The ECB is prepared to cut interest rates at its June 6 meeting, but policy must continue to be restrictive this year as wage growth will not normalise until 2026, said European Central Bank chief economist Philip Lane.

European Central Bank chief economist Philip Lane kept a lid on whether the regulator will implement further cuts after its meeting next week.

While speaking to the Financial Times, Mr Lane indicated policymakers continue to keep a sharp eye on wage growth across the eurozone, which continues to threaten the ECB’s inflation target of 2%.

The ECB is prepared to cut interest rates at its June 6 meeting, but policy must continue to be restrictive this year as wage growth will not normalise until 2026, Mr Lane said. 

Other officials are increasingly being asked what will happen after their planned quarter-point cut in the deposit rate next week.
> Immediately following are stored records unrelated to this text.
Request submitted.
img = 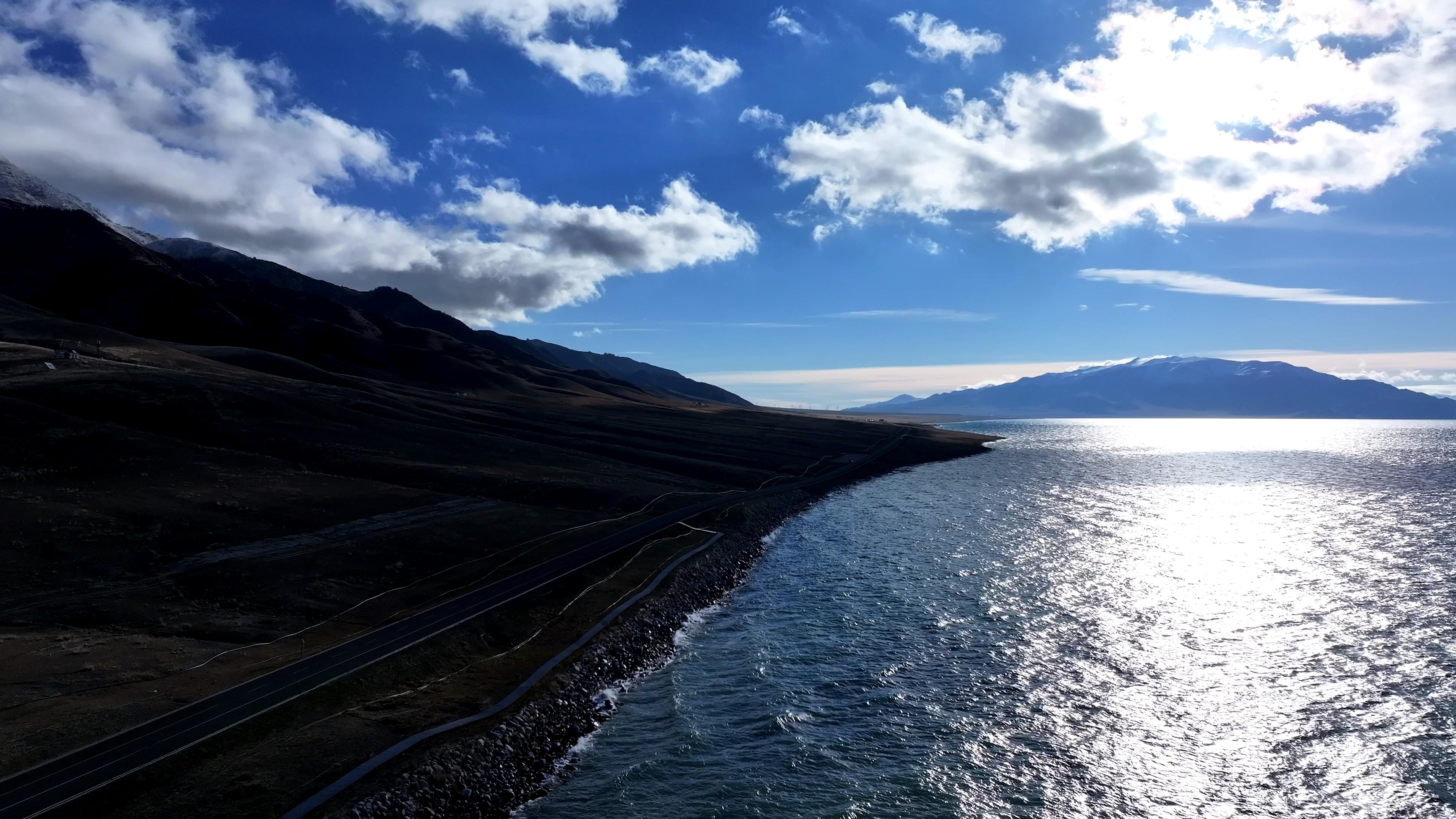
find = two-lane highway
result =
[0,433,905,819]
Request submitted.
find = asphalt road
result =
[0,433,905,819]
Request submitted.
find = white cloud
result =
[769,6,824,42]
[520,38,632,95]
[890,12,1002,66]
[907,236,941,256]
[428,128,505,165]
[772,0,1456,251]
[446,69,475,90]
[820,308,996,322]
[8,0,757,322]
[689,350,1456,406]
[738,105,786,128]
[344,0,620,41]
[813,221,844,242]
[1078,267,1425,308]
[638,45,742,93]
[344,0,740,95]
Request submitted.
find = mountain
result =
[0,156,157,245]
[860,356,1456,418]
[515,331,753,406]
[847,392,920,413]
[0,159,748,405]
[147,239,751,406]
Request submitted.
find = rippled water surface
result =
[523,420,1456,819]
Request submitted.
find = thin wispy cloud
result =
[446,69,475,90]
[681,322,818,329]
[1078,267,1428,306]
[769,6,828,42]
[815,308,996,322]
[1188,213,1456,239]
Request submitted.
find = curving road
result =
[0,433,907,819]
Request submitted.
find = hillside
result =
[0,159,748,405]
[865,356,1456,418]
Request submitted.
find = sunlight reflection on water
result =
[526,420,1456,819]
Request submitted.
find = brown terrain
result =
[0,194,987,816]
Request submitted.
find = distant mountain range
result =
[0,159,750,406]
[850,392,920,413]
[850,356,1456,418]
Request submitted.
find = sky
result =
[0,0,1456,406]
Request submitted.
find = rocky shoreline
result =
[326,491,818,819]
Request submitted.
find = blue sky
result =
[0,0,1456,405]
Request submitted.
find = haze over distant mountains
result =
[852,356,1456,418]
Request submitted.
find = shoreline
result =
[318,431,986,819]
[320,490,827,819]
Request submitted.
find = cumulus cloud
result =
[0,0,757,323]
[446,69,475,90]
[818,308,996,322]
[738,105,786,128]
[890,12,1002,66]
[769,6,824,42]
[638,45,742,93]
[428,128,505,168]
[813,221,844,242]
[520,38,632,95]
[772,0,1456,251]
[908,236,941,256]
[344,0,740,95]
[1078,267,1425,308]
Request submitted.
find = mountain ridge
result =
[0,159,751,406]
[853,356,1456,420]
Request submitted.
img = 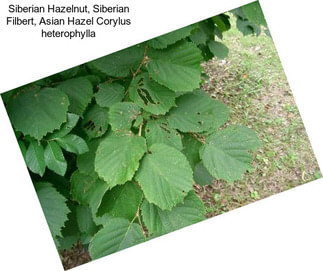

Most are unwilling to even comment on the subsequent path given uncertainty over wage growth and factors like the fighting in the Middle East. 

Markets have rethought the three reductions they had been betting on in 2024 as recently as last week. They now fully price just two.

However, Governing Council member Francois Villeroy de Galhau said the ECB should not rule out lowering borrowing costs at both its June and July meetings, pushing back against fellow monetary officials who are uncomfortable at the idea of consecutive cuts.

Mr Villeroy told Germany’s Boersen-Zeitung newspaper that he favours “maximum optionality” after next month’s “done deal” reduction in the deposit rate, which he said can only be derailed by a shock.

“I sometimes read that we should cut rates only once a quarter when new economic projections are available, and hence exclude July,” he said in the interview. “Why so, if we are meeting-by-meeting and data-driven? I don’t say that we should commit already on July, but let us keep our freedom on the timing and pace.” 

Mortgage rates

Meanwhile, tracker mortgage customers are set to get some relief next month as they are directly impacted by ECB rate decisions, but some brokers do not expect reductions will be immediately passed on to all mortgage customers.

Lenders in the retail banking market in the Republic have benefitted from a campaign of interest rate hikes introduced by the ECB but they may come under pressure to offer more attractive rates in the coming months as fresh competition enters the market and customers coming off fixed-rate contracts shop around.

Spanish financial service provider, Bankinter, which operates Avant Money, said it is applying for a full Irish banking licence and entering the deposit market.

Since the start of the year, there has been a frenzy of activity among lenders currently operating in the market to swell their loan books further.

AIB cut mortgage rates on its so-called ‘green’ offering across all its brands including EBS and Haven for customers with more energy-efficient homes while Bank of Ireland tweaked its similar offering.

Meanwhile, PTSB cut its four-year fixed-term mortgages for the second time since last December.

Recent figures from the Central Bank showed interest rates on new mortgage agreements crept up again in March to reach the highest level since 2017, but they may be close to hitting a peak amid changing conditions.